MedicalResearch.com Interview with:
Saad Omer MBBS MPH PhD
Associate Professor Emory Vaccine Center
Associate Professor Global Health and Epidemiology
Rollins School of Public Health
MedicalResearch: Can you give us a little background on this study?
Dr. Omer: My background is in global health, epidemiology and pediatrics and I have been fortunate to conduct field and clinical vaccine trials in a number of countries and with multiple infectious diseases including influenza, polio, measles and pneumococcal vaccines.
We were familiar with the data on investigating the potential effects of statins on other infections i.e. sepsis and community acquire pneumonia including
Dr. Vandermeer’s study in 2012 suggesting that “statin use may be associated with reduced mortality in patients hospitalized with influenza”.
Statins have lipid-lowering effects but they also exhibit anti-inflammatory and immunomodulatory properties. For lack of a better image, I think of statins as acting like a ‘big hammer made of Jell-O’: they have a broad, small dampening effect on immune response (as opposed to a narrow or deep effect).
MedicalResearch: What are the main findings?
Dr. Omer: . The difference in vaccine effectiveness between statin users and nonusers was small but significant especially during periods of widespread influenza circulation.
MedicalResearch: What should clinicians and patients take away from this report?
Dr. Omer: There are three main points:
- While these findings are interesting, it is important to note that this was an observational report that needs to be replicated in a prospective study.

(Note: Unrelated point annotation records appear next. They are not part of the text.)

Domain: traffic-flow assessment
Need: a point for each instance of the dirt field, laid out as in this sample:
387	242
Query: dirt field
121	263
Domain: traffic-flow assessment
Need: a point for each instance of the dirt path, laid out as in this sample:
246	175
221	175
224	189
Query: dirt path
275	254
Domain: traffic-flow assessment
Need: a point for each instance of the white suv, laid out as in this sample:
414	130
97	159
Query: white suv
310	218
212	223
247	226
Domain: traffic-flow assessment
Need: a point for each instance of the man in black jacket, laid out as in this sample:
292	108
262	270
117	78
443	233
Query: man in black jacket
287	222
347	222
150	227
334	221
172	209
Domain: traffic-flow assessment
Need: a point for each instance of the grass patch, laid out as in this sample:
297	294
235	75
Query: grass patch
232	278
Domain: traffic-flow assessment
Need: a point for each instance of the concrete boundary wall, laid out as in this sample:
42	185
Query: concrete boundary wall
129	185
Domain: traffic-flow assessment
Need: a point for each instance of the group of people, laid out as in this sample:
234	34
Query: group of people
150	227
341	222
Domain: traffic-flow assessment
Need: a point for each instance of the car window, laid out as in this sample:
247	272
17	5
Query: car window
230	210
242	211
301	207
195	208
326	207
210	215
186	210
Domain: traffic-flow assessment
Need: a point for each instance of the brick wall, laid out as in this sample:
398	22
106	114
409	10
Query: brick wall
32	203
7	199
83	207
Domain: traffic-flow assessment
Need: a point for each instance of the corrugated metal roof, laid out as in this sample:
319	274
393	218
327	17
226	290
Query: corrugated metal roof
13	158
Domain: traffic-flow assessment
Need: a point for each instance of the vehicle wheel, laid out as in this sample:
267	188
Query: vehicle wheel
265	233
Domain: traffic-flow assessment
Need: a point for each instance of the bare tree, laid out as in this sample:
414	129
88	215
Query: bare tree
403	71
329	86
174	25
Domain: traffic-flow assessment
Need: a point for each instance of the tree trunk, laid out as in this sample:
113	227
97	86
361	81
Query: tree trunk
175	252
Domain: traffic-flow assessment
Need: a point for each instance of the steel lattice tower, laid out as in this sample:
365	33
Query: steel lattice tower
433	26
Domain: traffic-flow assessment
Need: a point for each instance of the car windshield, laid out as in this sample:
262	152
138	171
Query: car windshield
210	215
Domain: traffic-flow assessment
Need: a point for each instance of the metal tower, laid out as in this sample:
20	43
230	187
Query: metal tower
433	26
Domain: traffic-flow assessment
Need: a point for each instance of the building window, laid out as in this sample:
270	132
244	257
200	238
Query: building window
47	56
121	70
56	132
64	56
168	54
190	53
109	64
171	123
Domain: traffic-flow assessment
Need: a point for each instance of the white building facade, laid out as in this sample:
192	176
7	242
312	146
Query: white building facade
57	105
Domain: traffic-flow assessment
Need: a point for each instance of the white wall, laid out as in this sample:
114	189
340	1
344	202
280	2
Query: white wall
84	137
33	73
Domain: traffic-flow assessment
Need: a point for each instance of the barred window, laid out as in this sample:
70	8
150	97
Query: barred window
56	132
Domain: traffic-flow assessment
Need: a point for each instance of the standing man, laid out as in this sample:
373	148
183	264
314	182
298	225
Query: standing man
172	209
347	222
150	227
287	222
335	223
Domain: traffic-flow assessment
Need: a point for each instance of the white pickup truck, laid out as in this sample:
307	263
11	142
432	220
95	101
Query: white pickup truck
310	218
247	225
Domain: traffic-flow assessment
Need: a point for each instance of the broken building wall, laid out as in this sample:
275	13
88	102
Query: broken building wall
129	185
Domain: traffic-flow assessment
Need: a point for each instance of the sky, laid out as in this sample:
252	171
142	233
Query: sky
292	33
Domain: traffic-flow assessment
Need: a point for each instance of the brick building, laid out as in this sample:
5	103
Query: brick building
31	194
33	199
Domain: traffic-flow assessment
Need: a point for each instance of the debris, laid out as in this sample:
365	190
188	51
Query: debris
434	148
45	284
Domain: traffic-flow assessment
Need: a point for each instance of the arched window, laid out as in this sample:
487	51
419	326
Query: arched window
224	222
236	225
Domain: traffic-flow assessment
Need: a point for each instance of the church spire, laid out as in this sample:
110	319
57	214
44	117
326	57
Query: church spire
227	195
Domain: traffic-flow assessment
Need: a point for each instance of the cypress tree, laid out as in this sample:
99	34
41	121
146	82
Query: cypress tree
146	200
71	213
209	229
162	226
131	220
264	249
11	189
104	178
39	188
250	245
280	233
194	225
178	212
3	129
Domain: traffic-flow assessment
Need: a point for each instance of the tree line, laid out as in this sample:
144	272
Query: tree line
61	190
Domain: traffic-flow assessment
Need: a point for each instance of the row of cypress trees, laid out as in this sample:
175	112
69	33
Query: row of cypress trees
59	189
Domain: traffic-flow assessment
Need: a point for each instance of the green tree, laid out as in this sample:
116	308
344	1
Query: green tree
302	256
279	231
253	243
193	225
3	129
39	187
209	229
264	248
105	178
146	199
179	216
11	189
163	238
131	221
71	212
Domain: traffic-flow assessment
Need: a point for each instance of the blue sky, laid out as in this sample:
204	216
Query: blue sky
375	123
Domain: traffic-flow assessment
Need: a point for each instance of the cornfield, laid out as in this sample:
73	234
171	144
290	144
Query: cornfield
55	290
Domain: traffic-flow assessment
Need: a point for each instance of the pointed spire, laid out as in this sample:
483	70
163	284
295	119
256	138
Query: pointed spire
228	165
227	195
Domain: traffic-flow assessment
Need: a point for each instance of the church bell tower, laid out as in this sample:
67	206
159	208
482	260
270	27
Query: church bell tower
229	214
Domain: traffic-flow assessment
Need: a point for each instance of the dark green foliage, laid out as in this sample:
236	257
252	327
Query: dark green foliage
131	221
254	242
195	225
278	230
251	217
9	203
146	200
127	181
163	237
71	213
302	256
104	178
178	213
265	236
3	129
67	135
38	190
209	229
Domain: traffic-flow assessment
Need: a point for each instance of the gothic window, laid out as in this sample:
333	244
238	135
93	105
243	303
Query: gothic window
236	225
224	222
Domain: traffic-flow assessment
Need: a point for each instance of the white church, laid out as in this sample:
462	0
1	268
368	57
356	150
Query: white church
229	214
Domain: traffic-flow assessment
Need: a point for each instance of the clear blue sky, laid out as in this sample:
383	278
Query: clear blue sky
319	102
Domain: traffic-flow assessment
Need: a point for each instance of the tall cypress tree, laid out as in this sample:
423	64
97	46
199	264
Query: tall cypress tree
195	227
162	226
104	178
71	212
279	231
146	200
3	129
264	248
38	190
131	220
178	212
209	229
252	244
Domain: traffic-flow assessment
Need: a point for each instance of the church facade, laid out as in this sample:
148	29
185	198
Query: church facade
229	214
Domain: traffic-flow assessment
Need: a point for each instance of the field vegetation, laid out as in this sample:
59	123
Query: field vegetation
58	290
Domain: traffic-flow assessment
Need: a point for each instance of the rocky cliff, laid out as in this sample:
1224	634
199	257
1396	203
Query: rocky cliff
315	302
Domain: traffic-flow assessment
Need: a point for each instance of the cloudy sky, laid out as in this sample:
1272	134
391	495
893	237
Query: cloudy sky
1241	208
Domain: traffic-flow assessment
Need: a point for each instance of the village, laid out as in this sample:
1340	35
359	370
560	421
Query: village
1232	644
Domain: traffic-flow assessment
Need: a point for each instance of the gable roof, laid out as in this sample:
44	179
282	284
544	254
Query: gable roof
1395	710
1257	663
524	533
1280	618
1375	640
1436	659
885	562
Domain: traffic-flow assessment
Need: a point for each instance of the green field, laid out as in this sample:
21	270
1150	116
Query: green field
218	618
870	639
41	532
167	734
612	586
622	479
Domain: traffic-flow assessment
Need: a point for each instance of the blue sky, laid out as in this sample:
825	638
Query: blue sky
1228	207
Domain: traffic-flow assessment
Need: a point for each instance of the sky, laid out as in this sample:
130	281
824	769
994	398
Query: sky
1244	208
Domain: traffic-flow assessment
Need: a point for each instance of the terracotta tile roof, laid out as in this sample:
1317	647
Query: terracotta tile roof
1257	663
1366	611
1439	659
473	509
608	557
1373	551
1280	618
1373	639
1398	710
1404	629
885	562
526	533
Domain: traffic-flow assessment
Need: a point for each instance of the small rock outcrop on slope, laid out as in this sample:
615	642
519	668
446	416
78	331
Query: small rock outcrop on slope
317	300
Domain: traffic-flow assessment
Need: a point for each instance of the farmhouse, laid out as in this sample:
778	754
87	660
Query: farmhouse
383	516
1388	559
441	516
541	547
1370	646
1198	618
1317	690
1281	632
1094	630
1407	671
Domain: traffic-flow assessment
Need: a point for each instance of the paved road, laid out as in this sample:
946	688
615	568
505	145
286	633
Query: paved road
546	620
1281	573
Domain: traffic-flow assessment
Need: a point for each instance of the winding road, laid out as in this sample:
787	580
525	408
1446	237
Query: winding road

- Our findings do not support an immediate change in recommendations regarding flu vaccinations,
- The flu vaccine remains the single most important tool to prevent flu infections and complications.
MedicalResearch: What future research are you planning?
Dr. Omer: We are planning to confirm these findings with a prospective study of flu vaccine efficacy in patients on statins.
We would also like to test whether an alternate flu vaccine schedule or vaccine itself might increase vaccine efficacy, for example giving the high-dose flu vaccine to patients on statins.
- Am J Respir Crit Care Med.2013 Apr 1;187(7):743-50. doi: 10.1164/rccm.201209-1718OC.
Kruger P1, Bailey M, Bellomo R, Cooper DJ, Harward M, Higgins A, Howe B, Jones D, Joyce C, Kostner K, McNeil J, Nichol A, Roberts MS, Syres G, Venkatesh B; ANZ-STATInS Investigators–ANZICS Clinical Trials Group.
- J Infect Dis.2012 Jan 1;205(1):13-9. doi: 10.1093/infdis/jir695. Epub 2011 Dec 13.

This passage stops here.